Adjusting Insulin Therapy to Lower A1C in Type 1 Diabetes
Both increasing the long-acting insulin dose and optimizing the carbohydrate-to-insulin ratio will decrease A1C, but the most effective approach depends on which component of glycemic control is failing: if fasting glucose is elevated, increase basal insulin; if postprandial glucose is elevated despite adequate fasting control, adjust the carb-to-insulin ratio. 1, 2
Understanding the Two Components of Insulin Therapy
Type 1 diabetes requires approximately 50% of total daily insulin as basal (long-acting) and 50% as prandial (mealtime) insulin to achieve optimal glycemic control. 1, 2 The landmark DCCT demonstrated that intensive insulin therapy with multiple daily injections reduces A1C by matching both basal and prandial insulin needs. 1
When to Increase Long-Acting Insulin (Lantus)
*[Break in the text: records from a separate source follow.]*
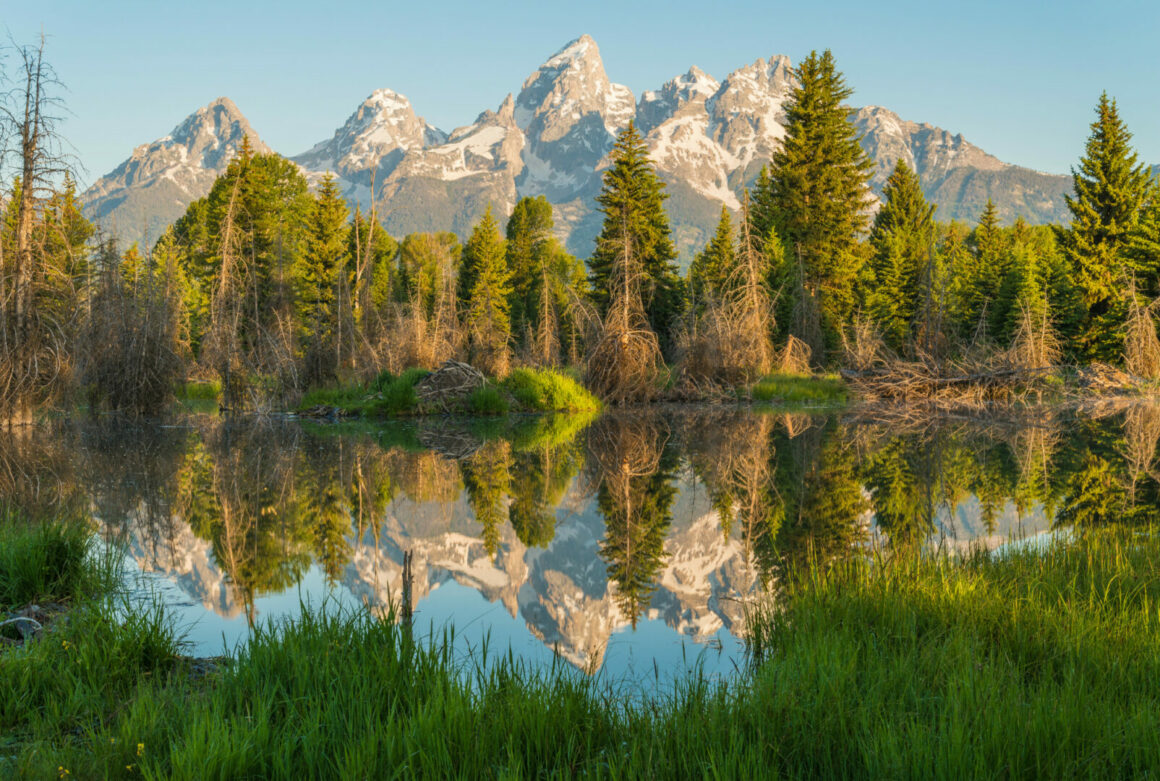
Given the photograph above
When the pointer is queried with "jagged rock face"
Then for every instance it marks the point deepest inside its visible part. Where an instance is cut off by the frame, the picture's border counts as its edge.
(956, 174)
(381, 131)
(747, 115)
(708, 139)
(153, 187)
(570, 114)
(449, 186)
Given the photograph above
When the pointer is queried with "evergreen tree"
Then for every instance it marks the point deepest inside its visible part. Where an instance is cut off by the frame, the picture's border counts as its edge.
(487, 479)
(529, 238)
(903, 231)
(817, 197)
(980, 288)
(427, 268)
(319, 279)
(1111, 188)
(488, 325)
(712, 268)
(372, 272)
(632, 202)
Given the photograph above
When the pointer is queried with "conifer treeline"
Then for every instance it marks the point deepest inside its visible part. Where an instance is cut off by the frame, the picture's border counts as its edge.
(275, 288)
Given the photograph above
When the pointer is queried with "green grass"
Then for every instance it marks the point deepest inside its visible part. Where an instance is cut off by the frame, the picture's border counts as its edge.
(46, 559)
(534, 390)
(545, 390)
(384, 397)
(802, 389)
(487, 400)
(200, 391)
(1032, 664)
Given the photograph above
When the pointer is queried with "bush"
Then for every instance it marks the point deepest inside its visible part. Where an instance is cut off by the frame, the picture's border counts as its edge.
(799, 389)
(201, 391)
(45, 561)
(487, 400)
(544, 390)
(399, 393)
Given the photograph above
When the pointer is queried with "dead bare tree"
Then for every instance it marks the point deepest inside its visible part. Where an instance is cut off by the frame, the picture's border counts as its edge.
(1142, 347)
(731, 341)
(625, 362)
(223, 342)
(37, 301)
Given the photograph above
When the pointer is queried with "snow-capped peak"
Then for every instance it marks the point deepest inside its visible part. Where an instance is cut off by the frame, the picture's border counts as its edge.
(573, 52)
(383, 125)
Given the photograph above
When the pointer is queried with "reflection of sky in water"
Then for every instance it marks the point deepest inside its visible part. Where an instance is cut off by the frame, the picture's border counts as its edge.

Increase your basal insulin dose when:
- Fasting blood glucose is consistently above target (>130 mg/dL) despite adequate overnight control 1, 2
- Pre-meal glucose values are elevated across the board 1
- The patient has good postprandial control but wakes up with high glucose 2
The American Diabetes Association recommends titrating basal insulin to achieve fasting glucose targets of 80-130 mg/dL. 1 Lantus provides a relatively constant basal level with no pronounced peak over 24 hours, making it effective for controlling glucose between meals. 3
When to Adjust the Carbohydrate-to-Insulin Ratio
Optimize the carb-to-insulin ratio when:
- Pre-meal glucose values are within target but A1C remains above goal 1
- Postprandial glucose exceeds 180 mg/dL at 1-2 hours after meals 1
- Fasting glucose is controlled but daytime glucose excursions are excessive 2
The American Diabetes Association specifically recommends educating patients to match prandial insulin dose to carbohydrate intake, with a typical starting ratio of 1 unit per 10-15 grams of carbohydrate. 2 This approach directly addresses meal-related glucose spikes that basal insulin cannot control.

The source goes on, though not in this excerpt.